OpenTelemetry from a bird’s eye view: a few noteworthy parts of the project
OpenTelemetry provides you with a set of tools, integrations, APIs, and SDKs in different languages to more easily increase the observability of your application. We figured that, since we’re working on an OpenTelemetry agent extension called Mesmer, we could show you the project from a developer’s perspective and point you to the parts that could be interesting, especially if you’re just getting started with the project. Let’s dig in!
What is Telemetry Data?
Just to have a common understanding of the term: telemetry data contains all sorts of information on the use and performance of applications and application components. Analyzing it can give you the answers to the following (example) questions:
- How often do we use a particular feature? Is the feature popular or maybe no one uses it?
- Is my production environment application even working or has it broken and we are losing money?
- What is the HTTP request rate for a particular endpoint? Can the application handle the demand?
- How long does an SQL query take? Does it require optimization?
- What are the steps my application takes to fulfil a request? How long does each step take?
- Are there any errors reported in the application? What’s the reason for them?
- … (insert your own diagnostic-related question here)
Being able to answer questions of this sort can bring a lot of value to your application. No wonder telemetry-providing solutions are popular. The answers to such questions can help not only the developers who wrote the application but also their managers or even shift the business direction of the company they work at.
What are examples of tools for collecting the Telemetry Data?
Telemetry Data can be categorized into three main types of signals: metrics, traces, and logs. There are plenty of tools that let you collect and display these signals. For example
- Prometheus. This is a tool for storing and collecting metrics in a time-series database. It also lets you set alarms based on the gathered data, query, and displays the time series in a human-readable form.
- Jaeger or Zipkin. These are tools for collecting and displaying distributed traces.
- Graylog or Logstash. Their goal is to collect logs into one central place so that you can query them easily.
All of these tools have their own APIs, are installed differently, and don’t have a standard set of conventions, naming, etc. This can become a maintenance problem when you need all of the signals. So there’s a need to mitigate the burden of working with multiple tools for telemetry collection and here’s where the OpenTelemetry project jumps in.
How can OpenTelemetry help?
First of all – OpenTelemetry is not a telemetry backend like the tools above. You can think of it as being “one layer above”. It’s a set of tools that aims to facilitate the use of the backends. How does it make using such tools easier?
OpenTelemetry aims to be the lingua franca when it comes to collecting telemetry data. The project goal is to provide ways to collect metrics, traces, and logs in multiple programming languages in the same way. So when you decide to use OpenTelemetry, the promise is that the same naming, concepts, abilities, conventions, etc. will be there in every language you use in your project. It brings universality to the telemetry world (in a way, similar to Kubernetes trying to bring universality to the world of application deployment or Apache Beam to the world of BigData Processing).
Something worth stressing is that the APIs and SDKs for all the signals are independent of the backends you use for collecting the signals. You don’t have to worry about tight coupling with the solution you choose for storing the telemetry data (eg. Prometheus). The same goes for the setup: in your project, you always set up OpenTelemetry the same way and there are standard ways for connecting with the telemetry backends downstream (described below).

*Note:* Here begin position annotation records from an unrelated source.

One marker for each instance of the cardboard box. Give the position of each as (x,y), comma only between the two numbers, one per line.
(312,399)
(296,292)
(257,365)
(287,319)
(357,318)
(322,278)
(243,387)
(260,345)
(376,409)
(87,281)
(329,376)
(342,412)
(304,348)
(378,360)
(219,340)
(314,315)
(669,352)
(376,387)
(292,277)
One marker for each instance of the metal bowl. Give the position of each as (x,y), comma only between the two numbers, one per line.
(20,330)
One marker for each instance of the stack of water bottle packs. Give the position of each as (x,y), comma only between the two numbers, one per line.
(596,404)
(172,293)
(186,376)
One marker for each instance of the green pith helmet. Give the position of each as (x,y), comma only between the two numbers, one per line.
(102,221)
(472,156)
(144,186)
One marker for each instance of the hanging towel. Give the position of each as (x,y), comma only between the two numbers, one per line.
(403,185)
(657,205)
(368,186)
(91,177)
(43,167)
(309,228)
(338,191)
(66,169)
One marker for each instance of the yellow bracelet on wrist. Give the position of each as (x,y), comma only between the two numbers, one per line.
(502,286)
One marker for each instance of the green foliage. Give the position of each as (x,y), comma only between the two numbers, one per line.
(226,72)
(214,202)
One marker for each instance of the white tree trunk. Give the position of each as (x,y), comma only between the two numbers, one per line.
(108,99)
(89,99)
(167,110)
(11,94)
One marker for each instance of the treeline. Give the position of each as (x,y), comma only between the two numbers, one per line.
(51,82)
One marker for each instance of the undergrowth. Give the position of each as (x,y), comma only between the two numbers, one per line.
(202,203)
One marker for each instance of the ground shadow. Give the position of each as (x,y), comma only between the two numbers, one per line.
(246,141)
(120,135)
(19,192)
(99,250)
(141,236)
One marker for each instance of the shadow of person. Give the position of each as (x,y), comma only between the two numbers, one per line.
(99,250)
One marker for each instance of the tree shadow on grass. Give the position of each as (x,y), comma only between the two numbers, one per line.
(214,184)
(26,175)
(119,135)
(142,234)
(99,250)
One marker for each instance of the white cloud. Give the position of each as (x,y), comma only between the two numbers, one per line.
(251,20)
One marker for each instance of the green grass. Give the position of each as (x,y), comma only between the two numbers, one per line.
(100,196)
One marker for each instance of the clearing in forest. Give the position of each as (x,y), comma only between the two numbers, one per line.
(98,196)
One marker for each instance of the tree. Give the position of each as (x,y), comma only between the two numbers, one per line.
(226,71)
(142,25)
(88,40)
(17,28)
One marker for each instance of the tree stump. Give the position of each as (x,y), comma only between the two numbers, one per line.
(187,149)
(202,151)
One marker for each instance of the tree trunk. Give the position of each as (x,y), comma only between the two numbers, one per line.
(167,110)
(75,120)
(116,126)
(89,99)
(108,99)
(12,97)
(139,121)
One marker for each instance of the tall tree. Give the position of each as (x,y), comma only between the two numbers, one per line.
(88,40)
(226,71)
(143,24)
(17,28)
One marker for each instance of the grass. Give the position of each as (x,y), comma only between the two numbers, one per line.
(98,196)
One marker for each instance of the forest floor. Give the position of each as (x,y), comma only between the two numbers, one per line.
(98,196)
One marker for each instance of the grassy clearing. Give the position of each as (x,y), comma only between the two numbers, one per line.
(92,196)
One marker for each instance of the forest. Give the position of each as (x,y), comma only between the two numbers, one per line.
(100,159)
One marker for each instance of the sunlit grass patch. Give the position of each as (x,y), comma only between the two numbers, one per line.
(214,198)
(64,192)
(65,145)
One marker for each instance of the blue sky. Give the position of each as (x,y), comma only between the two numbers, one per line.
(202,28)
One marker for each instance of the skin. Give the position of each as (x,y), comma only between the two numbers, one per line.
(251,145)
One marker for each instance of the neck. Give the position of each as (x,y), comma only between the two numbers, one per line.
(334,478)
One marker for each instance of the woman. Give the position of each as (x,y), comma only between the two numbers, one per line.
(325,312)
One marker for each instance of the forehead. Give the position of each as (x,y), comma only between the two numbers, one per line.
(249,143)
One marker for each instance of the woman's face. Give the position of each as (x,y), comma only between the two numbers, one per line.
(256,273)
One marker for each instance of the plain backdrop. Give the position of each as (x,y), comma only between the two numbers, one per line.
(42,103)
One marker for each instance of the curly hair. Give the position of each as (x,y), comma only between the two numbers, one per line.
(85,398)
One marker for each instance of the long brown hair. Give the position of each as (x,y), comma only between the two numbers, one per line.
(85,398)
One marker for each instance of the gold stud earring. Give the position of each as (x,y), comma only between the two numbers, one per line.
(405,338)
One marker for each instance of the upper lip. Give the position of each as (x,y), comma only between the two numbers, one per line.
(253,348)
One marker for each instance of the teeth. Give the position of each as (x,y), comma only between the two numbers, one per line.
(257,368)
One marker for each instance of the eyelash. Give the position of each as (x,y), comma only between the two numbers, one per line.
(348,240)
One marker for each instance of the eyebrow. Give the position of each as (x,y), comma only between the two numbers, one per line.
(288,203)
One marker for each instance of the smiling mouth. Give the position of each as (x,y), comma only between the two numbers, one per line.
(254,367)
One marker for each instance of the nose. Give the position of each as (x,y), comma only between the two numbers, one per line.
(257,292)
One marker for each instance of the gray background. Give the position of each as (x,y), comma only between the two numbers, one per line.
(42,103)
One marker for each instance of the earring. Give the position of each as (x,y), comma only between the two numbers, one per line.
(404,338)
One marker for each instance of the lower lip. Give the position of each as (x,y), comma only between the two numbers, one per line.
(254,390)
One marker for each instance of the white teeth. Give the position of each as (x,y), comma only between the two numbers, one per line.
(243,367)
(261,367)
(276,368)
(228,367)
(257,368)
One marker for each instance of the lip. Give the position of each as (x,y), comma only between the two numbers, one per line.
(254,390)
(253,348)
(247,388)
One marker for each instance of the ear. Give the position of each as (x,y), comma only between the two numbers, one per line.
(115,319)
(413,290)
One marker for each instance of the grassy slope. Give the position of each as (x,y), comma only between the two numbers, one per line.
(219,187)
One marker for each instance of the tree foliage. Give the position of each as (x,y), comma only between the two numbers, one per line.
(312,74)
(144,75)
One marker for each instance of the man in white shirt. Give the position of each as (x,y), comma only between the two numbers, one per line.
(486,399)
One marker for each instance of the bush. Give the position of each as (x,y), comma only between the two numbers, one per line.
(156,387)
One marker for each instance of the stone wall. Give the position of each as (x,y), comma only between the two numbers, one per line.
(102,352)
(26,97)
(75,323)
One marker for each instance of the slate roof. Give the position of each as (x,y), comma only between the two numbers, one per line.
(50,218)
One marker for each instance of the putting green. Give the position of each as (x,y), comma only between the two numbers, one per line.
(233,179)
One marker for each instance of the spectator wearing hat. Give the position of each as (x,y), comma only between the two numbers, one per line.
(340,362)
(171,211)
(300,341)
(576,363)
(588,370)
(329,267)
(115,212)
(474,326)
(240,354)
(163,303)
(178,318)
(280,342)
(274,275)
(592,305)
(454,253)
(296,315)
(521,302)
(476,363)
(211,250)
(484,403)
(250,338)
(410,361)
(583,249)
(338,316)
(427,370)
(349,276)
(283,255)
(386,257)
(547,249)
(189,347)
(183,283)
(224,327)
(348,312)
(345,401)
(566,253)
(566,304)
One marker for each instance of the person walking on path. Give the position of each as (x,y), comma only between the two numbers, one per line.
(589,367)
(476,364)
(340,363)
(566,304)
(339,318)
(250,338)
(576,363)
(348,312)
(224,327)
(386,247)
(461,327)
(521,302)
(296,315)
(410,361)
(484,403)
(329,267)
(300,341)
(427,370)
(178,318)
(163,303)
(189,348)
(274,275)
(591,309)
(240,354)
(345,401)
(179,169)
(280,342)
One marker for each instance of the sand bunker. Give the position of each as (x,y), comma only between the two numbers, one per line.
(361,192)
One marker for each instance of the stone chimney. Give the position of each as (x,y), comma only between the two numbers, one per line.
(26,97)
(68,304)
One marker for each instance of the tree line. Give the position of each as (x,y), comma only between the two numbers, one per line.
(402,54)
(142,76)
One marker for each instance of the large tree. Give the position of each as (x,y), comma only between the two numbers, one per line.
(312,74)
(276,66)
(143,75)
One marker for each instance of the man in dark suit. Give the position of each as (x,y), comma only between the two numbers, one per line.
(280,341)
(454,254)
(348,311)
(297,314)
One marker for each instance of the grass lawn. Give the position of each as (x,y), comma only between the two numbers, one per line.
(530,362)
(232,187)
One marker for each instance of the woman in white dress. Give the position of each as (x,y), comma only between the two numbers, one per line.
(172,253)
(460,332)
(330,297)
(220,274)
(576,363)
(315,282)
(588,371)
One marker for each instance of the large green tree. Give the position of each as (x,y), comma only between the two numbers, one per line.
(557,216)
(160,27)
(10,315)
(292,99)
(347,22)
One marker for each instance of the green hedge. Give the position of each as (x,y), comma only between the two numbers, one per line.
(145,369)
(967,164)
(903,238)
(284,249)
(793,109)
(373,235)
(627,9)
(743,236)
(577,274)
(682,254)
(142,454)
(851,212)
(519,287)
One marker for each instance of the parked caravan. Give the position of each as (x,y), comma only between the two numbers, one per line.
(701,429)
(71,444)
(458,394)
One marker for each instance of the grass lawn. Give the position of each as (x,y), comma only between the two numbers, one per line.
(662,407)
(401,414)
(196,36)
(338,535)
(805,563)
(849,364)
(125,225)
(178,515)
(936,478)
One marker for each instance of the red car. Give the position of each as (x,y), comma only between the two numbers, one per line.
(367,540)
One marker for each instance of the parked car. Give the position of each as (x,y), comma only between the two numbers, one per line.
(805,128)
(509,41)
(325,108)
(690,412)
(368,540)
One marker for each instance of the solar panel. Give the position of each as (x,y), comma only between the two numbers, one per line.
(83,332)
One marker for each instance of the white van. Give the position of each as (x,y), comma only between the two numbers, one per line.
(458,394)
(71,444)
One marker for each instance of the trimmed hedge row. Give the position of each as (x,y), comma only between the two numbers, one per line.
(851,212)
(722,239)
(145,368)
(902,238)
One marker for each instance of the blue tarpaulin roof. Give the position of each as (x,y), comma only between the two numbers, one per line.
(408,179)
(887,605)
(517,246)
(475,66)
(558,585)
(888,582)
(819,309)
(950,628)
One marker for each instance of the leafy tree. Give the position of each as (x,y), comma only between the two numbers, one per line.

Next, OpenTelemetry gives you 2 modes of operation: you can either use the OpenTelemetry API to manually instrument the telemetry collection from your application or you can use automatic instrumentation techniques that have already been implemented for some languages. In the case of the former, you have to write some code to collect the telemetry data but it’s you who decides what specific data is collected. In the case of the latter, at least on the JVM platform, you just add a Java Agent to your application that is able to detect the libraries you use and enrich them with metrics and traces (using bytecode manipulation techniques). A set of standard signals will be collected for you. If you happen to use libraries already instrumented by OpenTelemetry, you literally just need to add the agent to your application and set up the telemetry data collection to have the data displayed in the backend of your choice.
What is the OpenTelemetry Specification and why should I care?
The OpenTelemetry project does not start with code and tools. To be able to develop universal concepts in any language it is crucial to have a single source of truth. That’s what the OpenTelemetry Specification is for. It holds a language-agnostic description of all the cross-language requirements and their data models.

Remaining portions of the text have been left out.